|Born In The Water references|
"...Downtown there's a parade
How could you do it, how could you even try?"
Injustice has always made great fodder for songwriters who wish to expose embarrassing offences and The Tragically Hip are no different. "Born In the Water" deals with a language controversy that gripped a town whose name in French means "Saint Mary's Falls" (or rapids).In January of 1990, the Ontario town of Sault (pronounced "Soo") Ste. Marie became briefly synonymous with intolerance due to the actions of its reactionary and ignorant mayor. In response to the Meech Lake constitutional accord (which sought among other things to establish Quebec as a "distinct society" within Canada) and a provincial law which brought civil services up to date (i.e. available in both official languages) with 1970 standards, the city's council passed an irrelevant and unnecessary declaration claiming that Sault Ste Marie was "English only." The irony went beyond the usual unfounded arguments of a majority "protecting" itself against minority rights, since Sault Ste. Marie (as you might have already noticed) was founded and named by explorers and missionaries from New France. Politicians of every stripe, including Conservative Prime Minister Brian Mulroney, Liberal leader Jean Chrétien and Ontario NDP Premier Bob Rae condemned the move as regressive and unwarranted.
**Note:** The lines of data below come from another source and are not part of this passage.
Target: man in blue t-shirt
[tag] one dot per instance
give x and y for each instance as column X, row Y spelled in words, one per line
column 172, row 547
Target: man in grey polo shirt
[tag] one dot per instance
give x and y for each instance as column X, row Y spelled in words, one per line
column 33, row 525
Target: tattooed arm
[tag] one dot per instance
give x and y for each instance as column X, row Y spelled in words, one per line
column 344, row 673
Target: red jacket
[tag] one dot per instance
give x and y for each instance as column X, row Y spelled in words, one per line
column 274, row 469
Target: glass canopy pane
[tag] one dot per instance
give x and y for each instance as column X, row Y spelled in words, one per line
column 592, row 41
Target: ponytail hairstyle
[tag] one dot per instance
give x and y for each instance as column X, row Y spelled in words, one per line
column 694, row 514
In 1994 the declaration was struck down, and in 1999 the Sault Ste. Marie city council amended their official minutes to show that their initial decision was ruled unjust.
The water imagery, always a popular theme in Hip songs, stems from Sault Ste. Marie's reputation as a location of nautical importance. The town was a major focus of British and French tension during the colonial era given the role lakes and rivers played in transporting fur and lumber. The city remains an integral part of the Great Lakes transitways, and its city crest contains the words "Ojibway town beside large body of water" in Ojibwe.